Bug #57195
closedterminate called after throwing an instance of 'std::bad_variant_access'
0%
Description
rgw crashes on startup in a lot of centos8 jobs: http://qa-proxy.ceph.com/teuthology/cbodley-2022-08-18_23:33:15-rgw-wip-cbodley-testing-distro-default-smithi/6979615/teuthology.log
terminate called after throwing an instance of 'std::bad_variant_access' what(): std::get: wrong index for variant *** Caught signal (Aborted) ** in thread ee24540 thread_name:memcheck-amd64- ceph version 17.0.0-14379-ga8b84acb (a8b84acb87be6574934d5b5cc860020487d73e7a) quincy (dev) 1: /lib64/libpthread.so.0(+0x12ce0) [0x8de2ce0] 2: gsignal() 3: abort() 4: /lib64/libstdc++.so.6(+0x9009b) [0x962209b] 5: /lib64/libstdc++.so.6(+0x9653c) [0x962853c] 6: /lib64/libstdc++.so.6(+0x96597) [0x9628597] 7: /lib64/libstdc++.so.6(+0x967f8) [0x96287f8] 8: (std::__throw_bad_variant_access(bool)+0) [0x610506] 9: (void boost::throw_exception<boost::bad_function_call>(boost::bad_function_call const&)+0) [0x61052a] 10: radosgw(+0x55bd19) [0x663d19] 11: main() 12: __libc_start_main() 13: _start()

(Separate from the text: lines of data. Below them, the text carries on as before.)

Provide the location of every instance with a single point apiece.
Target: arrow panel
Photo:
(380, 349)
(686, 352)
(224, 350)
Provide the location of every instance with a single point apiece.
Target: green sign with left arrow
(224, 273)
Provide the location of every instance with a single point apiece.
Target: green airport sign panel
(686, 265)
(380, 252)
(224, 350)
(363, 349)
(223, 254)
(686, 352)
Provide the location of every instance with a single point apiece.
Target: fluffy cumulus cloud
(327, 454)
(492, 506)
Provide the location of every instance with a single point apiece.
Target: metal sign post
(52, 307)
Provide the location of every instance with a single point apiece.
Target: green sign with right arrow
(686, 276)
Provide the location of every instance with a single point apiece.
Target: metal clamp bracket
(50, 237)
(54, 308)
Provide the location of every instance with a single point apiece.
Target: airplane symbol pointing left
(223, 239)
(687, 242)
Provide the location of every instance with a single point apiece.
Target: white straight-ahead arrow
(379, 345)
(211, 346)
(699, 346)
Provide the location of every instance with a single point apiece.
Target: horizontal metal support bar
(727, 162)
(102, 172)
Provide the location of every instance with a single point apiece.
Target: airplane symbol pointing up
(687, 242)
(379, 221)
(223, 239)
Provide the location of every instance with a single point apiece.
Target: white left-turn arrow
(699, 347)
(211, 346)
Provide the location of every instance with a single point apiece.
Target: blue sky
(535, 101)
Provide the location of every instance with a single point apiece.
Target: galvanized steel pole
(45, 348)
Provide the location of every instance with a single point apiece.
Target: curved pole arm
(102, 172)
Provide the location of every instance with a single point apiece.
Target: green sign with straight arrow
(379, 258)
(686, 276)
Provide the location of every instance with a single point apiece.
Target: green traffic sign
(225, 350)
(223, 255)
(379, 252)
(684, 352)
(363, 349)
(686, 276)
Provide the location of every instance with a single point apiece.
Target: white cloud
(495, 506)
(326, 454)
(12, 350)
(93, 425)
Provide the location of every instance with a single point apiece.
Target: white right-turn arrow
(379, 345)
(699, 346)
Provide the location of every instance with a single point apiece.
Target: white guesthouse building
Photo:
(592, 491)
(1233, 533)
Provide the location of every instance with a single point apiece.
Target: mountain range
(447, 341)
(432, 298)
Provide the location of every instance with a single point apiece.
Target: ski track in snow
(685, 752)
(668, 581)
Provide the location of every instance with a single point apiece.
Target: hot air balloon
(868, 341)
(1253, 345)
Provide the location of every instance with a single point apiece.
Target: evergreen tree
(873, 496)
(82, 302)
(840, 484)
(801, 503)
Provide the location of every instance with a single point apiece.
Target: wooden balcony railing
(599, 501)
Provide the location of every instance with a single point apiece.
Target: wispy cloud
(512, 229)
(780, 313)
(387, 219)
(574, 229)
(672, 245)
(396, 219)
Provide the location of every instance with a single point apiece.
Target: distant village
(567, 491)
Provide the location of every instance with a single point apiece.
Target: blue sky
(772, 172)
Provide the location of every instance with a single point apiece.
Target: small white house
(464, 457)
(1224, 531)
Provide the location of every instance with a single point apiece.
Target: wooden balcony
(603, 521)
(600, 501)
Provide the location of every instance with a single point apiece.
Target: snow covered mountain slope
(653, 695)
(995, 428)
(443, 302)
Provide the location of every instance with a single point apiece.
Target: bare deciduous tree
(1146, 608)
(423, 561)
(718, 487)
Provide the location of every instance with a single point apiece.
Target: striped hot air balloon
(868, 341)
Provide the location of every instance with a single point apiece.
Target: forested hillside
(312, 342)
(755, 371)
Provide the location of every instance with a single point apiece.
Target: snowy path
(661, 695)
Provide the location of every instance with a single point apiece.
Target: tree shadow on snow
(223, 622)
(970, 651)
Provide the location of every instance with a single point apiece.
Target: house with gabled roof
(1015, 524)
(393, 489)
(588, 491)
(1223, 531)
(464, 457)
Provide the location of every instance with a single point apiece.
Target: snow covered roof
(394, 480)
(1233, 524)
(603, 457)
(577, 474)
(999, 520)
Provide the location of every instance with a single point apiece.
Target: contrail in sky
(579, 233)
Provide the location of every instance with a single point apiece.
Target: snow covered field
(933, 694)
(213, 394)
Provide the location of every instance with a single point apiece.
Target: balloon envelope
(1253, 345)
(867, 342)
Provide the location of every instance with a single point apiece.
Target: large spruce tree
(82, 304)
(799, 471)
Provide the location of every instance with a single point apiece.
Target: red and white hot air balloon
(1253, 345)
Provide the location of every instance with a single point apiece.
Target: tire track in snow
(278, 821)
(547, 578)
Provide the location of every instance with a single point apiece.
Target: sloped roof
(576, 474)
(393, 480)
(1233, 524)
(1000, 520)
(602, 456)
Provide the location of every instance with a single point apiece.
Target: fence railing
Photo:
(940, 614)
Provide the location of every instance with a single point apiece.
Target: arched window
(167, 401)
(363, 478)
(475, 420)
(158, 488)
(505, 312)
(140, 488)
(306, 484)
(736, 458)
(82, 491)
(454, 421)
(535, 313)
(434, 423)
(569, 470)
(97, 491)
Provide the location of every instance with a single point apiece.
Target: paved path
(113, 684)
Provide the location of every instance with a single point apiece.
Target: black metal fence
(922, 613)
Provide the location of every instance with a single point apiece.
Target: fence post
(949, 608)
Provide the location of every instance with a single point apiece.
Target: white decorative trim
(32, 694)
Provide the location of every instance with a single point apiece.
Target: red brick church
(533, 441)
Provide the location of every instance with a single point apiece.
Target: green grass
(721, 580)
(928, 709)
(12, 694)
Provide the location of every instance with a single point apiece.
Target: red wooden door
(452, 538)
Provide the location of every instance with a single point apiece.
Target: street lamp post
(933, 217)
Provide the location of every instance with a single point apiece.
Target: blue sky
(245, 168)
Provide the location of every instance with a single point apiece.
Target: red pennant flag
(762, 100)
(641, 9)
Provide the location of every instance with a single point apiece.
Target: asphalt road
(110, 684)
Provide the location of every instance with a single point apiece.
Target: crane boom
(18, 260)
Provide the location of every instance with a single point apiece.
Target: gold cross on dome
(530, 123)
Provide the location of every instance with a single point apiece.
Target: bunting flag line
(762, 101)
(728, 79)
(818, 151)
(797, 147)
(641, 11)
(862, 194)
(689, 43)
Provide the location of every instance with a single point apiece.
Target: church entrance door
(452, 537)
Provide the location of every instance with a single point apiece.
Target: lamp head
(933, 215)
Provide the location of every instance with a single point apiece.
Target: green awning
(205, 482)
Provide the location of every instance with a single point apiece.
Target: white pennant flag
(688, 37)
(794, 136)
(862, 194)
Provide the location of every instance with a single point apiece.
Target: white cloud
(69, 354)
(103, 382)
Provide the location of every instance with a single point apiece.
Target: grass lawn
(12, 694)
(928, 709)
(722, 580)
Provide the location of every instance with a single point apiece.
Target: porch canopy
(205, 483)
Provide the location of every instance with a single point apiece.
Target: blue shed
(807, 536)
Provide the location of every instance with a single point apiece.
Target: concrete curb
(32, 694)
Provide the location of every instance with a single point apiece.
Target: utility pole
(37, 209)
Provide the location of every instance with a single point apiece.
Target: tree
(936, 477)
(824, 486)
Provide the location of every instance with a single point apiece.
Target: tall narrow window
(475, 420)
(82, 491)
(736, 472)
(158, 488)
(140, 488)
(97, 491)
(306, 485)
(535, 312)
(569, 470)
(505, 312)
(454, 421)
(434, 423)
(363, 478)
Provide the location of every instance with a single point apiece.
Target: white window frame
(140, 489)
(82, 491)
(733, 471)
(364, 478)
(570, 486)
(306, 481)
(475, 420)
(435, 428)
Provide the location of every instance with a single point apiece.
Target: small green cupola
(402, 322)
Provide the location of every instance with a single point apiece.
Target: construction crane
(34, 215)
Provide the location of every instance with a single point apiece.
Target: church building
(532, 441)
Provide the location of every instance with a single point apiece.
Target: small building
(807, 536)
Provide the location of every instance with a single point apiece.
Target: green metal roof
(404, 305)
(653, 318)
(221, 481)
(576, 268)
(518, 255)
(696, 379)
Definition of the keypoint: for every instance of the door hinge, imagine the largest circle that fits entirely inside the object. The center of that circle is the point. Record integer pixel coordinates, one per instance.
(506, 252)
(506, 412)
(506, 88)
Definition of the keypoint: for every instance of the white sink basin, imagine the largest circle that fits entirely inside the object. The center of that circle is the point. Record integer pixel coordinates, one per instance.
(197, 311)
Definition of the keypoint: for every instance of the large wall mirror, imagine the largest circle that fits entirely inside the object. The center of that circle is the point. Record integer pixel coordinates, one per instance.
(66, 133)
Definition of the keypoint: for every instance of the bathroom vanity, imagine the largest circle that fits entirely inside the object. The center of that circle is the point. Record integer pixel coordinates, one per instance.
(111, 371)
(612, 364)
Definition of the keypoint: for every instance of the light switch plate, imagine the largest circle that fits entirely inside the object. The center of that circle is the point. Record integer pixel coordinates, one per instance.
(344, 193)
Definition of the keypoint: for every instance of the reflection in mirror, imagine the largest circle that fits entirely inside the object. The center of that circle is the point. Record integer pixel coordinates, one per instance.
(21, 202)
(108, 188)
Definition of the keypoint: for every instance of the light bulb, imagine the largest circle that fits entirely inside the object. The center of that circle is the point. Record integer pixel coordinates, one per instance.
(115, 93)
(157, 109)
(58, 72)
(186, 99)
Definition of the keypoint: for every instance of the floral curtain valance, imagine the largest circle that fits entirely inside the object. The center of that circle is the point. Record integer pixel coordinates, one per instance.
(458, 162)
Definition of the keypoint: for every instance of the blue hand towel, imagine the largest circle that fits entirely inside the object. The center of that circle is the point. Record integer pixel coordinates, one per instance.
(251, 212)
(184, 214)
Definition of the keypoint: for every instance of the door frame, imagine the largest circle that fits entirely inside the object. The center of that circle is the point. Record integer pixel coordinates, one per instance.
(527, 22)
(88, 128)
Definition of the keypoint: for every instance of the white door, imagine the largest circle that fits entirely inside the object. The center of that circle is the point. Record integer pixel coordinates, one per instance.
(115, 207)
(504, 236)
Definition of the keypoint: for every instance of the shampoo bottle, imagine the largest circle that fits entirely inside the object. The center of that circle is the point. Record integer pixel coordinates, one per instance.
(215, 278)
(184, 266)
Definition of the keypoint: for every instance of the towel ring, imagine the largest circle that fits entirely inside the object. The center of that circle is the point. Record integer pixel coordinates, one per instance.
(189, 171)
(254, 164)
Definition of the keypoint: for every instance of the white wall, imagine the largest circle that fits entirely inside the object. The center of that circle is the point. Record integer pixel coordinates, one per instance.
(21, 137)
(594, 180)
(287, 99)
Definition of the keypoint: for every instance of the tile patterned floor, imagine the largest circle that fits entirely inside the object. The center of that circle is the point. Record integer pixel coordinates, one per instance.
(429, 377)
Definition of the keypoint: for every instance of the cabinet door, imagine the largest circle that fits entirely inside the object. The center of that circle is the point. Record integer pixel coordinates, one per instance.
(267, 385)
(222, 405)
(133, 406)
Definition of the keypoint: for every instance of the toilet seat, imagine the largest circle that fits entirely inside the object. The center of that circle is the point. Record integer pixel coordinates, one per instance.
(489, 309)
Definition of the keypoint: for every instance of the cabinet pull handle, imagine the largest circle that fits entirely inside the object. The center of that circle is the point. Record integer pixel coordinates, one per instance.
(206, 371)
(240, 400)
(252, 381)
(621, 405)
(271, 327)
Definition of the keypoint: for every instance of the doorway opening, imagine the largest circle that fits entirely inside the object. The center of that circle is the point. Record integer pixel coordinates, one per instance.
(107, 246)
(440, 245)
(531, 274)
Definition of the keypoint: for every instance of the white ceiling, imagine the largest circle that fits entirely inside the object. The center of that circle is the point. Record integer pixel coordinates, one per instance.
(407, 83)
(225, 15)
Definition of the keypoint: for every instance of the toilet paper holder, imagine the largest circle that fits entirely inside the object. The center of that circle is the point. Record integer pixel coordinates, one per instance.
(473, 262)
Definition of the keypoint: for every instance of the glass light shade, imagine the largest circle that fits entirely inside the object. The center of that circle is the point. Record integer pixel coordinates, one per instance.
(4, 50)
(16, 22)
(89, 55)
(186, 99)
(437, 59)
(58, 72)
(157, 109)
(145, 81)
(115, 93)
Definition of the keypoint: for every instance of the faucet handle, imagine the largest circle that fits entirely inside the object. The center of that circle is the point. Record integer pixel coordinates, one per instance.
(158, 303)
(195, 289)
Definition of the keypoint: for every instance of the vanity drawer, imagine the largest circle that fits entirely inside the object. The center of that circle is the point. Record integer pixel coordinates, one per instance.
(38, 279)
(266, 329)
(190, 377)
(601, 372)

first saw on august 5th in https://tracker.ceph.com/issues/57050#note-2
frames 8 and 9 show two different exceptions being thrown. in that other tracker issue, the exceptions were:
8: (std::__throw_bad_variant_access(bool)+0) [0x7f4c203a6020] 9: (void boost::throw_exception<boost::gregorian::bad_day_of_month>(boost::gregorian::bad_day_of_month const&)+0) [0x7f4c203a6044
Updated by Casey Bodley over 1 year ago
tried but was unable to reproduce in a centos stream 8 vm with the following cmake config:
cmake -GNinja -DCMAKE_BUILD_TYPE=Debug -DWITH_MGR=OFF -DWITH_CEPHFS=OFF -DWITH_KRBD=OFF -DWITH_RBD=OFF -DWITH_MGR_DASHBOARD_FRONTEND=OFF -DWITH_RDMA=OFF -DWITH_FUSE=OFF ..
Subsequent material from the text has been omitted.